Поэтому, когда Палис-пятколиз, один из печально известных членов злобного клана Ифрит, столкнулся в дверях Дубового зала с Нимродом, он первым делом отпустил в его адрес глумливую остроту.

— Ах, вот и ты, Нимрод, — сказал он. — Нимрод — друг человека! Гав-гав-гав. Держи косточку…

И в мгновение ока два маститых джинн затеяли горячую словесную пикировку, которую Джон слушал с величайшим изумлением.

— А ты, Палис, как всегда, в своем репертуаре, — парировал Нимрод. — Похож на мурашки, что бегут по спине крысы.

Палис был высок, худ, весь в черном. Он двигался крадучись и, казалось, мог бесшумно просочиться всюду, точно огромная капля машинного масла. Его кожа была смертельно бледна, а глаза походили на глубокие-преглубокие колодцы с водой на самом дне. Время от времени он высовывал изо рта длинный, похожий на огромного угря, язык и поводил им перед собой, точно ощупывал воздух.

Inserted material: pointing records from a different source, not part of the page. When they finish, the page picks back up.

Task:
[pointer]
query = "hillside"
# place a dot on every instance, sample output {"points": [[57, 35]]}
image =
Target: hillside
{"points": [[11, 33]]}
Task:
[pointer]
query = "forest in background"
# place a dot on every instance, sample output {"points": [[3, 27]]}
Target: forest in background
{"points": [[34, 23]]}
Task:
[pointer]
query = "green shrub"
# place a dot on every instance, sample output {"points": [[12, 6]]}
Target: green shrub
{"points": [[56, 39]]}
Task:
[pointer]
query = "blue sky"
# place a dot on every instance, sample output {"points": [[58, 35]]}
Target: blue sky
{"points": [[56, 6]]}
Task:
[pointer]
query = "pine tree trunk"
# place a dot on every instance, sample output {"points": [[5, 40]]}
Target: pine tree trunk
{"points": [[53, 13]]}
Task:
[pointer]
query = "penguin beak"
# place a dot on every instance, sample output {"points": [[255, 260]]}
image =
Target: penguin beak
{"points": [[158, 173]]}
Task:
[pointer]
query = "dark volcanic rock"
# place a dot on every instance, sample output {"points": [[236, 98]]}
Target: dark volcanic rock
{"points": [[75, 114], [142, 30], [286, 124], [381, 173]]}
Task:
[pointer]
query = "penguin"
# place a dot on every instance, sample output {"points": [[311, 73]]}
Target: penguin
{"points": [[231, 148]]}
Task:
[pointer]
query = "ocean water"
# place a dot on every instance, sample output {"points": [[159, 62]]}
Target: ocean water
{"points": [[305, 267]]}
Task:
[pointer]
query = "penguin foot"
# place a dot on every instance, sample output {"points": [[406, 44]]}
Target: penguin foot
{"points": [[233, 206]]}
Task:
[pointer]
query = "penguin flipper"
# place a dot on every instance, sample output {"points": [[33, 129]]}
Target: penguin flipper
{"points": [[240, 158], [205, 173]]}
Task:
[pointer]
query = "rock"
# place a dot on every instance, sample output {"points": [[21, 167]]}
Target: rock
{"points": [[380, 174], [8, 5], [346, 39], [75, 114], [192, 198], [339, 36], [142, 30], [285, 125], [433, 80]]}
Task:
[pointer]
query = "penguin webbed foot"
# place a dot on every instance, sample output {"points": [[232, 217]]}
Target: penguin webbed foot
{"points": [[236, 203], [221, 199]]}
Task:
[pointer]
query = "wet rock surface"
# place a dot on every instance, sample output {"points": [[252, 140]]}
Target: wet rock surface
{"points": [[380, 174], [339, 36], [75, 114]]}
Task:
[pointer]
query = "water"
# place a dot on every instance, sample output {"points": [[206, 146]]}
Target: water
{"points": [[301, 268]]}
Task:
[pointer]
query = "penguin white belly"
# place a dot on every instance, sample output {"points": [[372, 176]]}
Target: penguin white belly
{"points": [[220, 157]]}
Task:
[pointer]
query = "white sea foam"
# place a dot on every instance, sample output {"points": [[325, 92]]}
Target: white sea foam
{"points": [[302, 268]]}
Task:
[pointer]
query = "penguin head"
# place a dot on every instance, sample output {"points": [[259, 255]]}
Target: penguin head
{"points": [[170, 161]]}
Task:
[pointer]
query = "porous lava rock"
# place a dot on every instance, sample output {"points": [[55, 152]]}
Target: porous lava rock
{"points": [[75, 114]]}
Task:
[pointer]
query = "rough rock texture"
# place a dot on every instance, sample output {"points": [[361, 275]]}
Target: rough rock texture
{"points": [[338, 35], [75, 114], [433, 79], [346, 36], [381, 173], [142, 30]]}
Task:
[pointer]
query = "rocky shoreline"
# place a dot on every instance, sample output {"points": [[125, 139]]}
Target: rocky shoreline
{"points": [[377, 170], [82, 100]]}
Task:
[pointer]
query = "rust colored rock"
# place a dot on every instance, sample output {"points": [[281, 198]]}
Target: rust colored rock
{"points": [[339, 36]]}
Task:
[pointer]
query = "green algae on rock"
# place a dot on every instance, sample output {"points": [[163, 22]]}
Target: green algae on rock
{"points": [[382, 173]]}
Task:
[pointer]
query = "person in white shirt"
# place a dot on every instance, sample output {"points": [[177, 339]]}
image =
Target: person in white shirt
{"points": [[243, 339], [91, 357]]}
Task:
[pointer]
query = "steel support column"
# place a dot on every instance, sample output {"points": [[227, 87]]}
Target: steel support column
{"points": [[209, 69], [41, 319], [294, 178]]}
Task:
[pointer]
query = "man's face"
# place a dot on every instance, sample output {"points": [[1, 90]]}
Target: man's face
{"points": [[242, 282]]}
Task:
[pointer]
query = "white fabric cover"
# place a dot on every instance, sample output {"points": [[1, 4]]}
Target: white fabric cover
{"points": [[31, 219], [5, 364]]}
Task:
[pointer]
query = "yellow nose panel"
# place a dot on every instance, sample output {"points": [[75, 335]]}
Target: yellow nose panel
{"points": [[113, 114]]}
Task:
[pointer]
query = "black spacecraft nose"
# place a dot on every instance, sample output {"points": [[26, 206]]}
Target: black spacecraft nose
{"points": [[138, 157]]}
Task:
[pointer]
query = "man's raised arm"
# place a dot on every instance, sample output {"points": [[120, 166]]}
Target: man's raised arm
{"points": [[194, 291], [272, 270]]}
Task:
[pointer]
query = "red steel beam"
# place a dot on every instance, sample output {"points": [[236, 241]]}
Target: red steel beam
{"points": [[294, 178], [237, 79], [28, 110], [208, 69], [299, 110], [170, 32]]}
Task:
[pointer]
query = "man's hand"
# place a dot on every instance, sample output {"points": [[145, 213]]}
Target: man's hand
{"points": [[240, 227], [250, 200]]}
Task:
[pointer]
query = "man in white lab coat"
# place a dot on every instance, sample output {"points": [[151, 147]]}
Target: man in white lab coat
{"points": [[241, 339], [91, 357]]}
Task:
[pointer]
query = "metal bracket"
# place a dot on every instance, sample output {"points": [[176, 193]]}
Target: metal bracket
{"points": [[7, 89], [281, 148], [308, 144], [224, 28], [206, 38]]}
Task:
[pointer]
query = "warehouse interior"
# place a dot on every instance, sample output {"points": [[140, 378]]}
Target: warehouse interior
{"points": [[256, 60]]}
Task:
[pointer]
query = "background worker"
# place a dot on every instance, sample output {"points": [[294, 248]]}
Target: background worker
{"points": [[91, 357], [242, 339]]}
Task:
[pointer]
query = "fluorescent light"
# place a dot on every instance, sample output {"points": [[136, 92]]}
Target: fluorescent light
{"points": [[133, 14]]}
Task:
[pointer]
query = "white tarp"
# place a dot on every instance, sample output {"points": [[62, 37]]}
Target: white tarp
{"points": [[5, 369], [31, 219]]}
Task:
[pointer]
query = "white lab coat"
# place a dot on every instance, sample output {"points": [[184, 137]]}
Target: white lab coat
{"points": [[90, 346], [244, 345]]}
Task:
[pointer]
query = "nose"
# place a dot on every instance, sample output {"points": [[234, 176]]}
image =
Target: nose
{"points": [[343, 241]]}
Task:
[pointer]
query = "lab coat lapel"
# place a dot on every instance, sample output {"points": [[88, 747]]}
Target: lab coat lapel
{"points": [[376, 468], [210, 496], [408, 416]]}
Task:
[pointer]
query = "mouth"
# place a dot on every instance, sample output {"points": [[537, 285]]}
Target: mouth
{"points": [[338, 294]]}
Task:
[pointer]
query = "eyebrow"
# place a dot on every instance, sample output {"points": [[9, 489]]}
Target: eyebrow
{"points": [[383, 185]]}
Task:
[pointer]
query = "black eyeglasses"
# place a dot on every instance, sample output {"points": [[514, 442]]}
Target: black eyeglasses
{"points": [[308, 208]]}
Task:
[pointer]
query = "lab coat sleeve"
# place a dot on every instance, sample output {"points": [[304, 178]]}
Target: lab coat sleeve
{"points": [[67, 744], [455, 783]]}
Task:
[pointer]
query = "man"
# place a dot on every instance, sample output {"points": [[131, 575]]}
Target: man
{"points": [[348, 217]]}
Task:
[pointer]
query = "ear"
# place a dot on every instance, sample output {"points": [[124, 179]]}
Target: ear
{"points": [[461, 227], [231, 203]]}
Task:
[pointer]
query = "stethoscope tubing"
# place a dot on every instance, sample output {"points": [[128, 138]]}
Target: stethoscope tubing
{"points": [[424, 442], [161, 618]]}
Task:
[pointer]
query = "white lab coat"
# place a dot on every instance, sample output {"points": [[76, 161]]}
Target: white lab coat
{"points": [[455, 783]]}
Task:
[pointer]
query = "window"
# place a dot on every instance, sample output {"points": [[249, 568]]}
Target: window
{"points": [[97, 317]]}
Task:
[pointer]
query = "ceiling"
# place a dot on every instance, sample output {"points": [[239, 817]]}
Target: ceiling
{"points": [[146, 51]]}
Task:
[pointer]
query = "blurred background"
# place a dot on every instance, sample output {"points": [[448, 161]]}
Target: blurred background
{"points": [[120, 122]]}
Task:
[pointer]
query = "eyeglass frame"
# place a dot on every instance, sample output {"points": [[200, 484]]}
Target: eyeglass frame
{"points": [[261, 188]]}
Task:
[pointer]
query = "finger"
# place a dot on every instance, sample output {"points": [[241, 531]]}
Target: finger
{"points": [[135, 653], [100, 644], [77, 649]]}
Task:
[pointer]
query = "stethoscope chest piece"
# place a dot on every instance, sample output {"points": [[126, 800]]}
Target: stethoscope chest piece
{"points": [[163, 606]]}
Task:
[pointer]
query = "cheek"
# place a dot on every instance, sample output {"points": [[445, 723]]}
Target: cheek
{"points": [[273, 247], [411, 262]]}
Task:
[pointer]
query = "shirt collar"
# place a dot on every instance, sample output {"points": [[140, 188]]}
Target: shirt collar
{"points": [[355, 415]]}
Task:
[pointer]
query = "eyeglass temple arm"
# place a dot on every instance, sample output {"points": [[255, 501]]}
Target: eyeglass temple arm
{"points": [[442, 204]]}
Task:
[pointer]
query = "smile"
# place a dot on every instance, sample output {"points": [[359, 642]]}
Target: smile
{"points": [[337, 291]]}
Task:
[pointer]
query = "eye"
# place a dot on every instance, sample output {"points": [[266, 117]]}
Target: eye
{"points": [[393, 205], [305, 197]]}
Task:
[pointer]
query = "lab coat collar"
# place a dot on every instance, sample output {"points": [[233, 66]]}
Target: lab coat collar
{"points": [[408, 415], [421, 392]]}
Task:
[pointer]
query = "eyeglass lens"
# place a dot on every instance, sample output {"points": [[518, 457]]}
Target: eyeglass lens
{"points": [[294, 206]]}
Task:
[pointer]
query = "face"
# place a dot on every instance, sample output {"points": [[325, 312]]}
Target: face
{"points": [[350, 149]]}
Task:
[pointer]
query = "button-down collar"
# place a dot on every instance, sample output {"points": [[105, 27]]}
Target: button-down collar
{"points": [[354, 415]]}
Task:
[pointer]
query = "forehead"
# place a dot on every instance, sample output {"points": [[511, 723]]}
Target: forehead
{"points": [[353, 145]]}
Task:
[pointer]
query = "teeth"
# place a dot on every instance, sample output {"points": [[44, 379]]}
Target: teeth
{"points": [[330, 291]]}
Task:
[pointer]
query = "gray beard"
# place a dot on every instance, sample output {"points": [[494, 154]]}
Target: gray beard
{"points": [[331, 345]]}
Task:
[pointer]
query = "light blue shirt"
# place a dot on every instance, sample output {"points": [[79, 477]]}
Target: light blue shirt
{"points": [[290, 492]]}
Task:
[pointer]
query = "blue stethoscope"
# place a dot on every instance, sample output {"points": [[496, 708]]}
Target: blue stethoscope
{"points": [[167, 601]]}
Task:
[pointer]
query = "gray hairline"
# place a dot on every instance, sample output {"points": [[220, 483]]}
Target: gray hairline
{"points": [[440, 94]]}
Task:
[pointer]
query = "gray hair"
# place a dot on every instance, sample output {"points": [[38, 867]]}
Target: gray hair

Джон знал, что Палис — настоящий джинн-вампир и его язык ищет человеческую кровь. Знание это, однако, ничуть не умаляло ужаса и потаенного восторга, с которым Джон пялился на этот змеиный язык. Почувствовав на себе завороженный взгляд юного джинн, Палис посмотрел на него мертвыми глазами и произнес:

— Что уставился, уродливый плюгавый щенок?

Мгновенно собравшись с духом, Джон парировал вполне достойно:

— Лучше быть плюгавым щенком, чем старой бешеной собакой. Которая, судя по всему, привыкла гадить где попало.

Нимрод рассмеялся.

— Браво, Джон! — воскликнул он. — Браво!

— Нимрод, твой Джон — специалист по выгулу собак? — осклабился Палис. — Знает все места где можно безнаказанно гадить?

— Удивительно, что вы не чуете этих мест сами — с таким-то языком. Ведь им, если что не унюхаешь, и лизнуть можно! — сказал Джон. Он уже начал входить во вкус этой перепалки, поскольку был нормальным двенадцатилетним школьником и давно натренировался говорить гадости сверстникам в школьном дворе после уроков. — А еще с таким языком вам надо конверты на почте заклеивать.

— Отбрил, — пробормотал Нимрод.

— Следующую шутку выбирай потщательнее, щенок, — прошипел Палис. — А то она окажется последней.

Нимрод покачал головой:

— Ты, Палис, как всегда, лезешь в бутылку, а потом шипишь оттуда, словно забродившее пойло. Боюсь, твое последнее замечание является уже открытой угрозой, которая нарушает правила, принятые на этом чемпионате. В них ясно сказано: допустимы любые оскорбления, но — никаких угроз. Придется тебе забрать свои слова назад и извиниться перед мальчиком. В противном случае тебя выдворят из «Алгонкина».

Палис смолк.

— Конечно, я всегда могу попросить Синюю джинн вынести судебное решение по этой тяжбе, — продолжал Нимрод.

Палис шумно облизал губы и кривовато улыбнулся.

— В этом нет никакой необходимости, — сказал он, элегантно поднимая вверх обе руки. — Прими мои извинения, юный джинн. Хотя ты родом из клана, который ни умом, ни остроумием не наделен, ты умеешь произвести достойное впечатление.

Прежде чем Джон нашелся с ответом, Палис поклонился и отошел.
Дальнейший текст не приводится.